It all started out as the brainchild of a vintage enthusiast who also owned and operated a vineyard.He decided to invite a bunch of ragtag fellow enthusiasts to come down to his vineyard to gather and talk about our cars and drink beer and wine. I forget now how many of us actually showed up, but it was maybe a couple dozen. Almost entirely 2002’s with perhaps a couple of 635s and a CS. Scott called it Vintage at the Vineyards, and he and his wife did a fine job of making it feel like the beginnings of something big. There were goodie bags and a few organized activities, and of course some driving. That was a long distance award, and a patina award which went to a vehicle with no two panels were the same color or from the same car. The event grew the next year and soon it outgrew the Vineyard and was moved to a larger one nearby. Then it outgrew that, and eventually moved to take over most of the Old Winston-Salem historic district. It is now one of the premier events in the country for vintage BMWs, and attracts some of the most spectacular cars from the propeller marque. The vineyards part of the name has gone away. This no longer a bunch of ragtag 2002 owners from the mid-Atlantic region, as there are cars from Texas to Canada in attendance.

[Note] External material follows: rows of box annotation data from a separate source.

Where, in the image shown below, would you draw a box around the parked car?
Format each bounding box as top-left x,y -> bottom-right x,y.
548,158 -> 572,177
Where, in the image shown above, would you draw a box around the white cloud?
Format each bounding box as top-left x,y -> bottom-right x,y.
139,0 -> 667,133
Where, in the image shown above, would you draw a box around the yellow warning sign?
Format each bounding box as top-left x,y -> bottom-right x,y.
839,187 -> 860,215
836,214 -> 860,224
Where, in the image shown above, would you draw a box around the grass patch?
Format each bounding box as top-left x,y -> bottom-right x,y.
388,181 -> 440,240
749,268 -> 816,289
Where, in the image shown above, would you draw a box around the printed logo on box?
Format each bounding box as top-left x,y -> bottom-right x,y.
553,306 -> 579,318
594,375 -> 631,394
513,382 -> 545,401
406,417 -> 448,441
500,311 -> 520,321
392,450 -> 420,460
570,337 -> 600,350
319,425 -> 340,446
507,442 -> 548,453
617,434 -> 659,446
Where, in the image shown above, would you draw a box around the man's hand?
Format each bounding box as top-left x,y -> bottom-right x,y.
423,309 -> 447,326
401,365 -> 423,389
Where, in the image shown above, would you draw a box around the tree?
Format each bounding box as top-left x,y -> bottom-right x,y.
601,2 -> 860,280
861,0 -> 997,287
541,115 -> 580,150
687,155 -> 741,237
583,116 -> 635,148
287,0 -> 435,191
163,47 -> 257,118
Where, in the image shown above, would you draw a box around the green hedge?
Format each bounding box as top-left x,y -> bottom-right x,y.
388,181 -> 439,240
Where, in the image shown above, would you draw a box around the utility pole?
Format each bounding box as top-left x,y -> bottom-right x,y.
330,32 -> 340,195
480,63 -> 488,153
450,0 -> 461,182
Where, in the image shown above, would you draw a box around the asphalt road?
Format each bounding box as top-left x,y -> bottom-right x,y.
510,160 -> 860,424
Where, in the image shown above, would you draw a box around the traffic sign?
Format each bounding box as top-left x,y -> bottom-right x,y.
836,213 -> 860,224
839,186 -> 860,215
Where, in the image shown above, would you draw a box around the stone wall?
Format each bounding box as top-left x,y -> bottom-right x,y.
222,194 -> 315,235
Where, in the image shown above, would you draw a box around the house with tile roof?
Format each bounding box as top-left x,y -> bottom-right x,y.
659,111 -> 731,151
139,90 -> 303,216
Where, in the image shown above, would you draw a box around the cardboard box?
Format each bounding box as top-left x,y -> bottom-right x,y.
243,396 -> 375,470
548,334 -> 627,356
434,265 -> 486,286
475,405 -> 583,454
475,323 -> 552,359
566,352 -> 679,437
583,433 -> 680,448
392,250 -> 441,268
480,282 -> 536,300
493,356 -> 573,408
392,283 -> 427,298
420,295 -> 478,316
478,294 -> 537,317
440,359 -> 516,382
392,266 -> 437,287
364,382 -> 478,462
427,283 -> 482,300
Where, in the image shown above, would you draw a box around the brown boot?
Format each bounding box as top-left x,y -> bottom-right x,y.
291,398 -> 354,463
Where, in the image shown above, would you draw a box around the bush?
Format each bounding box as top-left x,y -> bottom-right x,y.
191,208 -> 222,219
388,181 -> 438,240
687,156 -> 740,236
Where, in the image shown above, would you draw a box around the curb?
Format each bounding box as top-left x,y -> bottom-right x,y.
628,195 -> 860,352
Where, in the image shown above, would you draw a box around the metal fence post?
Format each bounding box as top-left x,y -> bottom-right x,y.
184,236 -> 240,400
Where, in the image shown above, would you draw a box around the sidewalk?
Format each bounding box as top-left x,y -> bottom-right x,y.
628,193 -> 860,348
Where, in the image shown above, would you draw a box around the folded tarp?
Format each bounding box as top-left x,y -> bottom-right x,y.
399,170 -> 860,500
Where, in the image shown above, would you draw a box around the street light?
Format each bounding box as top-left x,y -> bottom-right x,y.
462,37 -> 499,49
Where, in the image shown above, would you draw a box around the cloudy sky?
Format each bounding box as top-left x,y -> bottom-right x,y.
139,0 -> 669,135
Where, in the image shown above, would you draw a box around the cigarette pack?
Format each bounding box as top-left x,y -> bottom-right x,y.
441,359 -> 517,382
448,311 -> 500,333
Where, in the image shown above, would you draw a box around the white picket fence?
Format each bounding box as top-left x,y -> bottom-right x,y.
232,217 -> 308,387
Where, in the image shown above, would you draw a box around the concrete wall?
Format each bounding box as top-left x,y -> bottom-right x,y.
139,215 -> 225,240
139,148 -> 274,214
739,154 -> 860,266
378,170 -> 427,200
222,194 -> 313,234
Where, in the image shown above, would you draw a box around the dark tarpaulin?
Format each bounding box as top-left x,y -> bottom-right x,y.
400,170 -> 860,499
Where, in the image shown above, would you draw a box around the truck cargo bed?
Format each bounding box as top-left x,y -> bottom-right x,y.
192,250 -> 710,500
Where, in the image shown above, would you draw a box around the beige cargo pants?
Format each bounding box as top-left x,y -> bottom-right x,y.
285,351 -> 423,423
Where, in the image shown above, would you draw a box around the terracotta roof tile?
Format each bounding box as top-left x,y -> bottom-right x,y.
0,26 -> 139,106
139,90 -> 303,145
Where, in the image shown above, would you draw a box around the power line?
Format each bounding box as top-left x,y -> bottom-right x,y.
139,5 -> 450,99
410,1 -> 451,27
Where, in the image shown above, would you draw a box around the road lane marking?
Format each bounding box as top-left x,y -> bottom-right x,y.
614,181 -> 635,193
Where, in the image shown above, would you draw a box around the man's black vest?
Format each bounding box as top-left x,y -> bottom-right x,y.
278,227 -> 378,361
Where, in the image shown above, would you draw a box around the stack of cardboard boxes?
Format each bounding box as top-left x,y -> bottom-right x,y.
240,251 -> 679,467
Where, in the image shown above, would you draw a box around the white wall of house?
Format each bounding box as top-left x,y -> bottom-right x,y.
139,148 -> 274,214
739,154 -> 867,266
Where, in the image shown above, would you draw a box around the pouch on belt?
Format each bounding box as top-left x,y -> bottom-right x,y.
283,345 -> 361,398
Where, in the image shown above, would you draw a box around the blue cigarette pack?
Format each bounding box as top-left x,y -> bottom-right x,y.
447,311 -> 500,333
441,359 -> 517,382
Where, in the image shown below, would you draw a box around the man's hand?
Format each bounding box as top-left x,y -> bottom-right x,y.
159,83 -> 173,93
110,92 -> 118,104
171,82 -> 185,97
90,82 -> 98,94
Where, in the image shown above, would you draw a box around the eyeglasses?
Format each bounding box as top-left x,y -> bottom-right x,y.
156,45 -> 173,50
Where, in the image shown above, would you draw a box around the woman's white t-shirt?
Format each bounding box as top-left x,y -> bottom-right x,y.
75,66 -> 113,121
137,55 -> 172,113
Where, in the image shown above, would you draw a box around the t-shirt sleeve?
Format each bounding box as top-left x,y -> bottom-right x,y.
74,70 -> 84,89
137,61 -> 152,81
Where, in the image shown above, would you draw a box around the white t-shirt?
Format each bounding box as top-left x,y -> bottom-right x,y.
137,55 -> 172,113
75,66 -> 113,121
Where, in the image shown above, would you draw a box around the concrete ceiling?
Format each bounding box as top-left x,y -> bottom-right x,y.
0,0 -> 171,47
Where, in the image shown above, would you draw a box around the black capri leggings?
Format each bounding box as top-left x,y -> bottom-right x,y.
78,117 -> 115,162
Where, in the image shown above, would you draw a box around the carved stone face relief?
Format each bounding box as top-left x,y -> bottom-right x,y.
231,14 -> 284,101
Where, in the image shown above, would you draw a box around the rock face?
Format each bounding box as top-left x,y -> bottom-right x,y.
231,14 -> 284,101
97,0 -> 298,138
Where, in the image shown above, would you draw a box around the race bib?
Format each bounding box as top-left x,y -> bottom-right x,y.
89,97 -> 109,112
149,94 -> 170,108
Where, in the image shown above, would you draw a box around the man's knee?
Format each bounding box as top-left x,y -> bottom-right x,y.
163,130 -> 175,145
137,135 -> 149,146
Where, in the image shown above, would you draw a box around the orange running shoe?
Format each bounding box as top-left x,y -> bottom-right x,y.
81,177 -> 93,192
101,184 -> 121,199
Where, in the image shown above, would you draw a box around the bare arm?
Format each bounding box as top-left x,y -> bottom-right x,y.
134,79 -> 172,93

if you have been a regular reader of this blog, you are well aware that this event has provided some pretty interesting adventures regarding getting to and from the event (see proper procrastination). This one was no exception, but I will save that story for another time. Somehow, a setting of cobblestones and houses dating back to the 18th century only enhance the presentation of these cars that are from the 20th century. Something to do with being beautiful and basic and timeless. Even those with some patina (although there are fewer and fewer of those at the event these days), fit in with the well-worn streets and, after all, an iron cauldron only gets better with age.
Of course the event is also an opportunity to reunite with those who are of the original attendees, and meet new attendees. It was great to see Humberto and Mike. It was great to meet Glen and Dan and others. The cars and the stories are always priceless. I learned more about the Sahara color than anyone should be exposed to in a lifetime, and heard wild stories about how Max Hoffman influenced the cars that ended up in the USA. I also got to meet two of my favorite scribes from the Roundel. Rob Siegel (The Hack Mechanic) was there and we chatted for a while about common pilgrimages to Limerock Motorsports Park and common challenges working on multiple projects simultaneously. Mike Self was there (02 Cents) and we had a long conversation about the velour interior options for the tii and how to convert the 320i steering wheel to a 2002. There is encyclopedic knowledge in the brains of these two individuals.
However, it is also an event about cars, and there were plenty of those. This year there seemed to be a number of ti models with their highly desirable twin carb setups, which made their way down from Canada. There was also a long line of beautiful CS cars. 2002s of every stripe adorned the streets, rendering otherwise outstanding cars ordinary. A few nice 320i cars were present as those previously unloved cars now become cool. The sharks are always out at this event, and the E30 brigade never disappoints. M cars, Alpina cars, Dinan cars, and M conversions pepper the streets with mild to wild variations. And most of the cars drove to the event, including the Canadians. The cars have now spilled over into lots on the side streets, and the swap meet area has choice items. I did not find the kidney grill I need, but I do now have one for a 320i (package deal). I did however find a much needed non rusted-through pedal box.
If you attended the initial events, it is hard to imagine the size and quality of this now multi-day event. That would require a grand vision and a great deal of hard selfless work. Thank goodness that Scott Sturdy had large portions of both.